Re: Random Data Compressed 100:1 (Guffaw)
Seems our intrepid reporter has given Mr. Saint George, the ZeoSync CEO, his own writeup in Wired News. http://www.wired.com/news/technology/0,1282,49599,00.html Particularly interesting is the following claim... "What hasn't been previously proven, we're proving. We can compress every single permutation of an N-member set. These are going to be the details that we're going to be announcing in a few days." Last I counted, there were N! permutations of an N-member set, and N^N sequences of N elements taken from an N-member set. For big N, and even moderately sized N, N! << N^N. I hope Mr.
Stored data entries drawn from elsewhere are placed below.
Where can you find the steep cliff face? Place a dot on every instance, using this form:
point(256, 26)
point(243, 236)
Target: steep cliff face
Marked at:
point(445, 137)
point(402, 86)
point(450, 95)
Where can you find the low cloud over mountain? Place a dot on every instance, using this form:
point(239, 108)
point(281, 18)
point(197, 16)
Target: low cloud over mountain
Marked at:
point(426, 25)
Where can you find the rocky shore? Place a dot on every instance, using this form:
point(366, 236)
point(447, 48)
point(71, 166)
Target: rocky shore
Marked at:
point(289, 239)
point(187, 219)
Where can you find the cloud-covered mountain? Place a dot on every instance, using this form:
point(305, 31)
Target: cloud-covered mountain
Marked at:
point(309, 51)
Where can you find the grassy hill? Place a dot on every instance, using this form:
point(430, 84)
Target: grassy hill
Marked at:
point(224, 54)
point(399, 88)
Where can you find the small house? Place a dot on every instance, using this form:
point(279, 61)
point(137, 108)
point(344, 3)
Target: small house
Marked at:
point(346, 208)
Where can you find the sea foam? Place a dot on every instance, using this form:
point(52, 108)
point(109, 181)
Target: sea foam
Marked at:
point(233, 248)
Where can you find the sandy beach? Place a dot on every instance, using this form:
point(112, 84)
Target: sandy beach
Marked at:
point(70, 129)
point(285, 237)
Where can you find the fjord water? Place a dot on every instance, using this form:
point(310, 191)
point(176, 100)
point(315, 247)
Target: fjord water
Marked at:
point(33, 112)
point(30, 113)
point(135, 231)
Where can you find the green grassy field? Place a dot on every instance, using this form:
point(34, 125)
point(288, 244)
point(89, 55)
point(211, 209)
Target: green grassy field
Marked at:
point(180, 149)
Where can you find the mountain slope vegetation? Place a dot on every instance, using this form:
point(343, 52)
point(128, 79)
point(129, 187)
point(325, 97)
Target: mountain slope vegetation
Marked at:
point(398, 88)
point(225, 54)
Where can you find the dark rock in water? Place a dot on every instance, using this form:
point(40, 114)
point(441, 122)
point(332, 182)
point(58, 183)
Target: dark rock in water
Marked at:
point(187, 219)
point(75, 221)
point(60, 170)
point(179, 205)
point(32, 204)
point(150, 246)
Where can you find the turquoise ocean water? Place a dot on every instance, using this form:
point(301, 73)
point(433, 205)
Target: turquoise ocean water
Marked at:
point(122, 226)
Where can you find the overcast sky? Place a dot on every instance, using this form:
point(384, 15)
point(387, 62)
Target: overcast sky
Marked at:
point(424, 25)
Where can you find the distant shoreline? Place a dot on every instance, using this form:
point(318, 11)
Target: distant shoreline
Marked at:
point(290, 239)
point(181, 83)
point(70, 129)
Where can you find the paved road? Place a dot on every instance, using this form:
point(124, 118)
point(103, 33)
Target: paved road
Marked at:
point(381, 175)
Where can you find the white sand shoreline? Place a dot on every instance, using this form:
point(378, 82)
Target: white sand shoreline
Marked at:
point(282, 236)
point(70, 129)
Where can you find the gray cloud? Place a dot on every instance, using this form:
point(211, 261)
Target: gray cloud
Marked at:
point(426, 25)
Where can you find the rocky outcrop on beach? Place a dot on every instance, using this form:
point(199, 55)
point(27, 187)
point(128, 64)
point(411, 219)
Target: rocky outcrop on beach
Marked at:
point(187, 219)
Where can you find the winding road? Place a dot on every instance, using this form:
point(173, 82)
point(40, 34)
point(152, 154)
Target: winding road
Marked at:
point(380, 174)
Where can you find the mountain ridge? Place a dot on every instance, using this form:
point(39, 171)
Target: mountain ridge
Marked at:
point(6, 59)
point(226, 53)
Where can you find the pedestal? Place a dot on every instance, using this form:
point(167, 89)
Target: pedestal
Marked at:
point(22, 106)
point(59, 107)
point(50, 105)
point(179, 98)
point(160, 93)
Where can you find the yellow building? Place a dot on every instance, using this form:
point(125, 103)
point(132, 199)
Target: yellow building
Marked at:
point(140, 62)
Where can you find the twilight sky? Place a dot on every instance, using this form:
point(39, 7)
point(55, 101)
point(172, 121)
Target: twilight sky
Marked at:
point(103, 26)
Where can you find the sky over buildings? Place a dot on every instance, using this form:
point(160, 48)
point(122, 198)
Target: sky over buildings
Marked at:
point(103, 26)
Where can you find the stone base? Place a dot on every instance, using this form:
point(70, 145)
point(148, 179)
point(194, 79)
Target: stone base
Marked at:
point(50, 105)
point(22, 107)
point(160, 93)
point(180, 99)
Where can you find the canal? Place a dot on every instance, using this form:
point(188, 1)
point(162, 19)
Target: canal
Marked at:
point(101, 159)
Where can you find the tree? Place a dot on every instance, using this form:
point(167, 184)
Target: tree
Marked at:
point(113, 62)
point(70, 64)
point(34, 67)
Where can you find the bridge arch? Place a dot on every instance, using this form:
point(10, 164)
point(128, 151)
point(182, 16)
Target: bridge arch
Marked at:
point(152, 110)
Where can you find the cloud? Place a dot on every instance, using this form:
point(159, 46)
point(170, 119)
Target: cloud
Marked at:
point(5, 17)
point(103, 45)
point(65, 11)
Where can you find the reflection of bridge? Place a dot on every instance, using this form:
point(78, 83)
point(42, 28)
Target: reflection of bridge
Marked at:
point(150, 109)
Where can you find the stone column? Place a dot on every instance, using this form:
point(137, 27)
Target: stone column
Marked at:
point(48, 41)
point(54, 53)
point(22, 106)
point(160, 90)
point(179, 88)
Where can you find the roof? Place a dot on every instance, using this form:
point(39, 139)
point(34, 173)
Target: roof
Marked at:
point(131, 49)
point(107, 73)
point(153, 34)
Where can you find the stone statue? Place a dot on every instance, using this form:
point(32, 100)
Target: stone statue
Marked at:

Saint George hasn't spent the last 12 years of his life discovering that permutations are compressable. -- Eric Michael Cordian 0+ O:.T:.O:. Mathematical Munitions Division "Do What Thou Wilt Shall Be The Whole Of The Law"
Re: Random Data Compressed 100:1 (Guffaw)
On Tuesday, January 8, 2002, at 07:12 PM, F. Marc de Piolenc wrote: > I think they may be referring to a random string of _ASCII characters_. > That would be subject to compression because it is not random at the bit > level. > > But 100:1? I have no idea how to achieve that. The entropy of ordinary written English is about 2.2 bits per character. (Meaning, of course, that each new character contributes not much "surprise," i.e., is somewhat predictable. Entropies of various sources can be experimentally measured.) Others, particularly Eric Cordian, have already written at length on this claim of "100:1 compression of any file." Steve Smale at Berkeley is a famous and respected mathematician. He may be unaware of these claims, he may be senile, he may have worked on some small (no pun intended) aspect as a paid consultant, or the actual compression may be lossy and oriented toward replacing JPEG with a better lossy algorith (as Iterated Systems, IIRC, has been doing with fractal compression). The pigeonhole principle is not just a "theory," it's the _law_. You can't stuff distinct 64 things into 32 boxes without a lot of them being put into the same box. Which means reversing (decompressing) to the original won't work. The Chaitin-Kolmogorov view of algorithmic information theory is the best model we have. By the way, for all of you who struggled to understand Godel's Theorem expressed in the "logic" formulation that Godel first used--and that was the basis of Newman's fairly popular exposition--there are very understandable formulations of Godel's Theorem in terms of information theory and compressibility. Chaitin has a very clean one (no Kleene pun intended). Rudy Rucker does a good job of explaining it in "Mind Tools." Chaitin also has some good books and articles, though some of them jump too quickly into stuff like computing Omega...his "Scientific American"-level articles on the foundations of mathematics are better places to start...included in some of his books. --Tim May "A democracy cannot exist as a permanent form of government. It can only exist until the voters discover that they can vote themselves money from the Public Treasury. From that moment on, the majority always votes for the candidate promising the most benefits from the Public Treasury with the result that a democracy always collapses over loose fiscal policy always followed by dictatorship." --Alexander Fraser Tyler
Re: Random Data Compressed 100:1 (Guffaw)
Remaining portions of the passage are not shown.